The ESA’s “library of the universe” stores data in archives rather than “hot data,” a unique storage method. Technically, the goal is to combine large capacity on spinning disk hard drives, which are slower and more brittle than SSDs, with excellent reliability and the ability to handle 18,000 users each month.
New data joins ESA data from 1999 that the worldwide space research community utilizes daily. European best practice requires scientific journals to link data sources.
Because the ESA has so many files, access is complicated. Alvarez opposes tiering storage.
“We don’t use the public cloud, except for point requirements, because sovereignty in our own datacentre in Madrid fits with the values of a European public agency,” said Alvarez.
The ESA is not an IT company. Its mission is space exploration, hence the IT director has less resources. We require storage equipment that streamlines administration.”
NetApp simplifies work.
Since 2005, ESAC has employed NetApp arrays for data library and application storage.
“We have a cluster that holds data for everything,” Alvarez added. That’s the best method to streamline IT staff’ job and control complexity.

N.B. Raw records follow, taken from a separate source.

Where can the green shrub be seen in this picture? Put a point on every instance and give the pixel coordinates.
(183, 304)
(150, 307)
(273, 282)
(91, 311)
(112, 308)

“We didn’t choose a vendor from the start. We sought the most dependable and manageable storage systems. NASA colleagues informed us they use NetApp, so we did too.
NetApp’s support is unwavering. We need a vendor now. We paid for storage by usage. We pay NetApp for a reliable storage solution with the volume we need.”
Alvarez said, “Maintenance is not only physical intervention to add or replace disks, or shelves of disks. We must upgrade controller firmware and array OSs to ensure data integrity. You can’t command satellites to stop providing data or researchers to wait.”
Functional evolution.
Technical qualities and capabilities need to evolve.
“For instance, most of our data is in file format because the scientific community mostly accesses it,” said Alvarez. “But we have seen demand for object protocols and have started a slow transition in this direction.”
NetApp snapshots and four third-party solutions backup data. These write files and activate with the smallest data corruption.
“Our data is designed for sharing among a large number of people so it’s better if anyone can read it,” Alvarez said of access limits. Storage isn’t our main concern. Cybersecurity worries us less than others.